Voice of reason

by ZIYA US SALAM

Anand Patwardhan. PHOTO/ H.S. MANJUNATH

Interview with the documentary film-maker Anand Patwardhan.

HE is as particular about the written word as he is about a frame in his film. Although they rankle and hurt, his films always ignite debate, discussion and dialogue. For the seasoned film-maker Anand Patwardhan, there are no half measures. He calls a spade a spade. One of the more robust voices against the rising tide of Hindutva, his eight-chapter, four-hour-long documentary Reason talks of the killing of rationalists such as Narendra Dabholkar and Govind Pansare, attacks on Muslims such as Mohammed Akhlaq and the underlying Brahminical agenda that is at the root of communal violence in contemporary India. In his usual unflustered way, he continues his fight for the soul of India. Excerpts from an interview:

“Reason” is unsettling and disturbing. It needed judicial intervention to be screened at a film festival in Kerala. How does one explain this?

It is easy to understand. The undemocratic, majoritarian forces whose past and present journey the film describes are not just in power today but in absolute control of all institutions. There are no checks and balances left in our system, only a few chinks in the armour that can be temporarily breached before these too are sealed.

The film is a scathing expose of Hindutva terror. Yet, Narendra Modi and Amit Shah ridicule notions of Hindutva terror. They even fielded a terror accused to counter the narrative. Can you throw some light on the origin of Hindutva terror?

The modus operandi adopted by the Modi-Shah regime (all others fall in line) is to scream and shout as soon as anyone utters the words “Hindutva terror”. Against all evidence, people have long been fed on the idea that Hinduism by its very definition is tolerant and non-violent. The most glaring problem with this understanding is caste. Over thousands of years, orthodox (Brahminical) Hinduism rested on a violently enforced caste system that not only subjugated the weakest but was misogynist. Over the centuries, many reformists and revolutionaries rose against this oppression, from the Buddha to Kabir, Jyotirao Phule, Basava, Periyar E.V. Ramasamy, B.R. Ambedkar and Mohandas Karamchand Gandhi, to name just a few, but it certainly does not mean that Hindu culture itself became tolerant and non-violent.

If we delve into our history, we can find periods of hope for humanity, for example, the days of the Buddha and his amazing impact on Emperor Asoka. Such moments are not always remembered or celebrated in our history books. As I researched into historical archives while making Reason, I came across another, more recent, moment of potential human renaissance. I say potential because the moment was brief and was soon sidelined by the realpolitik of the day. Today, this moment has almost been forgotten.

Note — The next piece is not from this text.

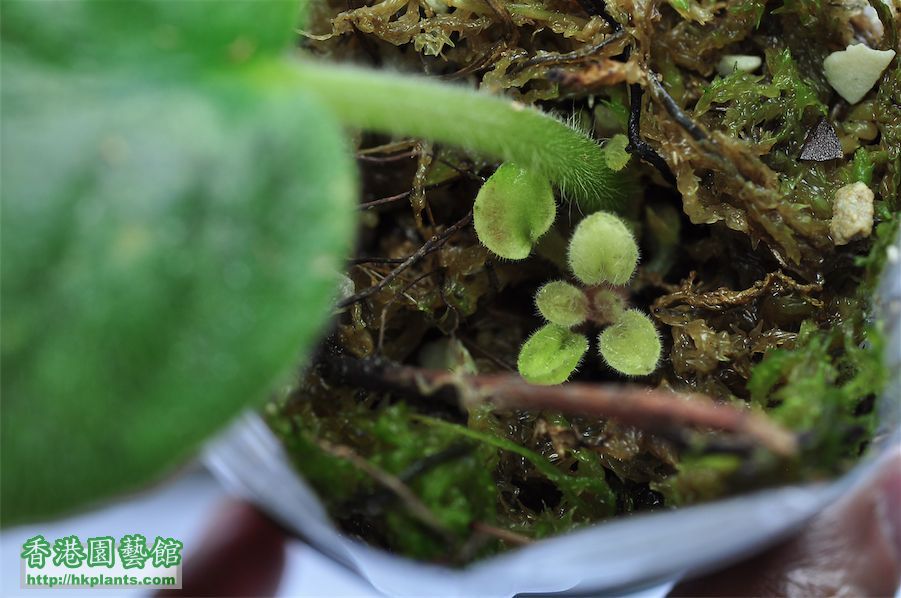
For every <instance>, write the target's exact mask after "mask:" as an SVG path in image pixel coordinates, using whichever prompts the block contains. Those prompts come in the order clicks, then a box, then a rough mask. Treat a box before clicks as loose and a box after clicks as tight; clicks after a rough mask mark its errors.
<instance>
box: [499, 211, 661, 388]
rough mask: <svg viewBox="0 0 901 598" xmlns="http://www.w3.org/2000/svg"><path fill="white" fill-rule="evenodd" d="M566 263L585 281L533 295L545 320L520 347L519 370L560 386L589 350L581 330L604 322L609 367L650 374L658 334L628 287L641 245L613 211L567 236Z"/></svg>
mask: <svg viewBox="0 0 901 598" xmlns="http://www.w3.org/2000/svg"><path fill="white" fill-rule="evenodd" d="M568 262H569V268H570V270H571V271H572V273H573V275H574V276H575V278H576V280H577V281H578V282H579V283H580V285H581V286H576V285H574V284H572V283H569V282H566V281H562V280H558V281H553V282H549V283H547V284H545V285H544V286H542V287H541V288H540V289H538V292H537V293H536V294H535V304H536V306H537V307H538V312H539V313H540V314H541V316H542V317H543V318H544V319H545V320H546V321H547V324H545V325H544V326H543V327H541V328H539V329H538V330H537V331H535V332H534V333H533V334H532V336H531V337H529V339H528V340H527V341H526V342H525V344H524V345H523V346H522V350H521V351H520V353H519V359H518V361H517V368H518V369H519V373H520V375H521V376H522V377H523V378H524V379H525V380H527V381H528V382H531V383H533V384H559V383H561V382H565V381H566V380H568V379H569V377H570V376H572V374H573V372H574V371H575V370H576V368H577V367H578V366H579V364H580V363H581V361H582V359H583V357H584V356H585V353H587V352H588V346H589V342H588V338H587V337H586V335H585V334H584V333H583V332H582V331H581V330H583V329H584V328H586V327H588V326H589V325H594V326H604V327H605V328H604V329H603V331H602V332H601V333H600V335H599V336H598V351H599V352H600V355H601V357H602V358H603V359H604V361H605V362H606V363H607V365H609V366H610V367H611V368H612V369H614V370H616V371H617V372H619V373H621V374H624V375H626V376H645V375H647V374H650V373H652V372H653V371H654V370H655V369H656V367H657V362H658V361H659V360H660V351H661V345H660V338H659V336H658V334H657V330H656V328H655V327H654V324H653V323H652V322H651V319H650V318H649V317H648V316H647V315H646V314H644V313H642V312H641V311H639V310H637V309H629V308H627V307H626V302H625V300H624V299H623V297H624V296H626V293H625V290H624V289H623V285H625V284H626V283H628V282H629V279H631V278H632V275H633V273H634V272H635V268H636V267H637V265H638V245H637V244H636V242H635V238H634V236H633V235H632V233H631V232H630V231H629V229H628V227H627V226H626V224H625V223H624V222H623V221H622V220H621V219H620V218H619V217H618V216H616V215H614V214H611V213H609V212H596V213H594V214H591V215H589V216H587V217H586V218H585V219H583V220H582V221H581V222H580V223H579V225H578V226H577V227H576V230H575V231H574V232H573V235H572V238H571V239H570V241H569V251H568Z"/></svg>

What took me to the archives was a speech by Comrade Govind Pansare delivered at a memorial meeting that followed the murder of another rationalist, Dr Narendra Dabholkar. Pansare said the same ideology that had killed Mahatma Gandhi killed Dabholkar too. He then added a little-remembered fact. There were seven attempts made by Brahminists on the life of Gandhi. The first was a bomb attack on his motorcade in Pune as early as 1934. Narayan Apte was involved in that attempt. Apte was part of the attack that killed Gandhi in 1948.

In other words, Brahminists had been trying to kill Gandhi for well over a decade. In 1948, Nathuram Godse claimed that Gandhi was killed for favouring Muslims and because he was responsible for Partition and the creation of Pakistan. All Hindutva leaders and even some non-Hindutva players have so often repeated this calumny that it has become the received wisdom of the day. But, as Pansare pointed out, in 1934 neither Partition nor Pakistan had yet been thought of. It was clearly not because Gandhi was seen as an appeaser of Muslims that his death was ordered. So what was it that so angered the Brahminists apart from the fact that Gandhi had alienated them the day he publicly began to do manual scavenging, shattering the purity/pollution principle that lies at the heart of the caste system?